I’m very excited to be attending the College Board’s AP Annual Conference this year! My department chair and I both went to the conference last year in San Francisco. I learned so much – who ever thought that I would be excited about attending an hour-long seminar on El Nino/La Nina? But it was one of those subjects where I wasn’t very confident in my knowledge, and that probably came across to my students in my AP Environmental Science class. After attending the seminar at the APAC, I felt like I did a much better job of explaining El Nino and La Nina to my students in a way they understood.
If you teach AP courses and have never attended an Annual Conference, I recommend going. The down side: it ain’t cheap! Registration and hotel and travel adds up to over $1000. I am amazingly lucky in that my principal is happy to use a portion of the AP money that the school receives to pay for teachers to attend the conference. Last year he paid for four of us to travel (my DC and I, and two of the foreign language teachers) to San Francisco. I probably would not have asked to attend this year again, except for the fact that this conference is just 3 hours up the road from me. I was actually surprised that more teachers from my school didn’t ask to attend since it’s so close.

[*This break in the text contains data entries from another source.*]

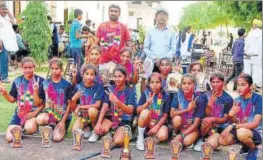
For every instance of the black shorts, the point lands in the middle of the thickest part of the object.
(256, 136)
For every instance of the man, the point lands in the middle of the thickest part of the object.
(75, 37)
(112, 36)
(55, 38)
(160, 41)
(253, 47)
(8, 41)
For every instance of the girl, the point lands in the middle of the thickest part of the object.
(153, 110)
(246, 118)
(88, 94)
(187, 111)
(118, 108)
(132, 70)
(54, 93)
(92, 58)
(22, 91)
(216, 111)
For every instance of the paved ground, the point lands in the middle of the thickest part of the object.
(62, 151)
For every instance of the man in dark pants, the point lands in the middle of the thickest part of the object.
(238, 57)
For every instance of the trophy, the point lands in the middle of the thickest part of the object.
(233, 152)
(150, 143)
(201, 82)
(126, 153)
(207, 151)
(17, 136)
(107, 144)
(78, 137)
(46, 134)
(173, 82)
(176, 148)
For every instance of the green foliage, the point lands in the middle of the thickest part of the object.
(36, 31)
(204, 15)
(142, 34)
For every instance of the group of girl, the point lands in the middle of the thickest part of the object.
(194, 116)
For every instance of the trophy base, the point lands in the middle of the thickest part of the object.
(107, 144)
(46, 133)
(176, 148)
(125, 155)
(17, 138)
(207, 151)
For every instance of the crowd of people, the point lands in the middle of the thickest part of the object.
(170, 100)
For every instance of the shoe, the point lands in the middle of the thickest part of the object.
(94, 137)
(243, 150)
(140, 144)
(252, 154)
(198, 145)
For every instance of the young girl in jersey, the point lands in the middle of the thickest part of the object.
(55, 94)
(21, 92)
(153, 109)
(118, 107)
(88, 95)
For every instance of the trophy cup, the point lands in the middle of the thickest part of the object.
(107, 144)
(78, 137)
(207, 151)
(17, 136)
(150, 143)
(176, 148)
(126, 153)
(46, 134)
(173, 81)
(233, 152)
(201, 82)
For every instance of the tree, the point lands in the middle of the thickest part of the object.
(36, 31)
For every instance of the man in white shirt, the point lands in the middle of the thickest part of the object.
(253, 48)
(8, 43)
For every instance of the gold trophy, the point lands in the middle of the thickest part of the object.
(176, 148)
(233, 152)
(17, 136)
(107, 144)
(46, 133)
(207, 151)
(78, 137)
(126, 153)
(150, 143)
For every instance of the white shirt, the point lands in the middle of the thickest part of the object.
(7, 34)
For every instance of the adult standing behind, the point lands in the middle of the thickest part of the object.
(253, 48)
(75, 38)
(112, 36)
(7, 40)
(160, 41)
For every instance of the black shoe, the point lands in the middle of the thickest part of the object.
(243, 150)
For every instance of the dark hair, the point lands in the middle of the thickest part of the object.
(184, 32)
(57, 61)
(194, 64)
(85, 28)
(189, 76)
(218, 75)
(77, 12)
(115, 6)
(86, 67)
(28, 59)
(121, 69)
(126, 49)
(241, 32)
(247, 78)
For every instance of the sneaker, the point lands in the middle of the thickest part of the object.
(198, 145)
(252, 154)
(94, 137)
(140, 144)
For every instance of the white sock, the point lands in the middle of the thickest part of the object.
(141, 132)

One reason it’s so helpful is in the opportunity to talk with other AP teachers. I’m the only person teaching AP Environmental at my school. Occasionally on a PD day, my school district will hold an AP Roundtable so all the AP teachers can work together and share ideas. At the APAC, there are many APES teachers from all over the US and all over the world, so it offers a lot of different perspectives on teaching APES. Last year I came away with so many lesson ideas and resources that it took me a long time to sort through them.
One of the workshops this year is on Climate Change and Global Warming. These topics make up 10-15% of the Topic Outline for AP Environmental, so it’s crucial for me to understand these concepts. I expect to learn a lot! I also can’t wait to attend the session on flipping prelabs. If you aren’t familiar with flipping, it is the process of using students’ out-of-class time (aka homework) to have them learn some of the basic concepts. Many teachers use podcasts or videos (a la Khan Academy, but usually recording their own lessons) to introduce content. Class time is then freed up to answer questions, discuss in more detail, or, in this case, have students come in to the lab PREPARED to do the lab.
I’m not taking my laptop with me, so I’ll update when I return. Now I’ve got to go pack!